Он молчит. Я чувствую, что он чем-то недоволен и отстраняется от меня.

— Ну, говори, что с тобой!

— Так, пустяки.

— Я хочу знать. Скажи!

— Я ревную тебя! — говорит он страстно, — я ревную тебя к твоему проклятому искусству. Ты из-за него постоянно забываешь обо мне, оно тебе дороже, оно постоянно отнимает тебя у меня! — прибавляет он капризным тоном.

Вот как. А я все думаю, что он отнимает меня у искусства.


Сегодня я работаю! Работаю запоем! Старку нельзя было отвертеться от семейства его приятеля, которого он вчера встретил случайно. Все же я его едва-едва уговорила провести день с ними. Он взял с меня чуть не клятву, что к десяти часам я приду.

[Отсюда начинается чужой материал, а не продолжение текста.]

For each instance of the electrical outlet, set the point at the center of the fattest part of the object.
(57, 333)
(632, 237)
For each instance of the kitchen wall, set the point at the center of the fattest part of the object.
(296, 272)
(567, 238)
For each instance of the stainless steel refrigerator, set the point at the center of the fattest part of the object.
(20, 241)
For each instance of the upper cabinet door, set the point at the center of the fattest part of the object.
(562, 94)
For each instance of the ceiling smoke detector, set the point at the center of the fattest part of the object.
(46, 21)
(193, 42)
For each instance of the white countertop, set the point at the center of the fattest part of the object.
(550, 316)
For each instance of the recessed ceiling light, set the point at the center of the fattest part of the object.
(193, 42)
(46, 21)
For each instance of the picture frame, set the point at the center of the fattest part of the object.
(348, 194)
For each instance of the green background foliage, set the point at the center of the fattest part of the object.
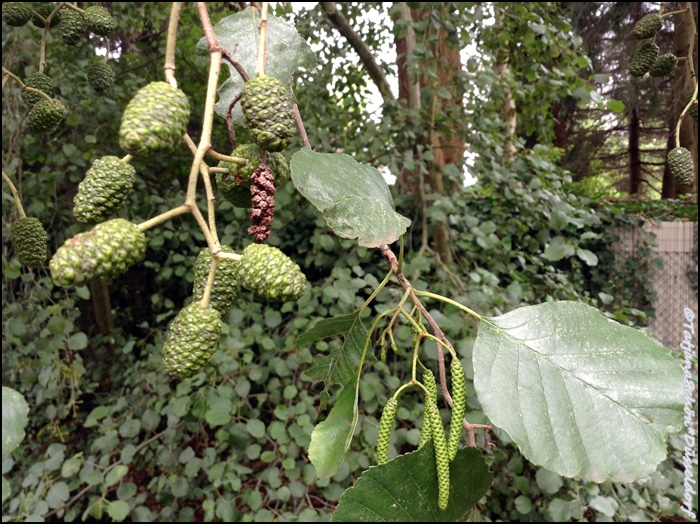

До сумерек буду писать, потом зажгу электричество и докончу бюст Скарлатти; он, по словам моего руководителя, очень удачен. Это мой подарок милому маэстро к его юбилею.

Работаю с наслаждением, почти не отрываясь, с раннего утра. Едва обмениваюсь короткими фразами с Вербером.

Вербер сварил мне кофе, готовит бутерброды и говорит укоризненно:

— Вы, мамаша, совсем забросили и работу, да и меня, грешного. Бывало, дня не пройдет, как вы меня все время ругаете, а вот уже три дня прошло — вы мне ни одного «дурака» не сказали.

— Милый Василий Казимирович, мне не до вас.

— Знаю, мамаша, знаю, вижу и не сокрушаюсь.

— Да и не сокрушайтесь.

— Не сокрушаюсь — это не надолго.

Я оставляю кисть и с удивлением смотрю на него.

Он стоит передо мной тощий, длинный, с руками, заложенными в карманы обтрепанных светлых брюк, в невозможно засаленной жакетке, подняв кверху свой остренький нос. Все лицо его в мелких морщинках, с жиденькой, рыжеватой бородкой, весело улыбается.

— Почему вы это заключаете?

— Так, уж я знаю: не надолго. Это только формы да колорит вас очумили. Это не надолго!

— Дурак вы, Васенька.

— Ну, слава Богу, и выругались, и Васенькой называете. А то от вашего Василия Казимировича я в меланхолию впал. Забросили вы меня!

Я окидываю его взглядом и вижу, что и впрямь забросила моего названого сына: от костюма, который я ему купила в прошлом году, осталась одна жакетка, брюки — неизвестного происхождения и очень коротки ему.

Да и вид у него ужасно отощалый.

Меня мучает совесть.

Теперь я все время почти провожу у Старка, а в прежние мои приезды в Рим Васенька обедал и завтракал у меня, работал со своими картинками у меня в мастерской. Я его одевала прилично, покупала ему белье.

Он ко мне привязан, как собака, а у меня к нему материнское чувство, несмотря на то, что он лет на пятнадцать старше меня.

Да, Васенька мне необходим, как советчик. Это такое тонкое артистического чутье, такое понимание искусства, такая громадная эрудиция по стилю, по эпохам!

А как он может разработать сюжет, дать позы, детали. Талант!

Сам же Васенька пишет только скверные акварельки для эстампных магазинов. Эти акварели охотно раскупаются иностранцами, и у Васеньки есть скудный заработок.

Эти картинки всегда изображают одно и то же: вид Рима на закате, на переднем плане колонки форума с облокотившейся на их цоколь итальянкой в красной юбке и Колизей при лунном свете.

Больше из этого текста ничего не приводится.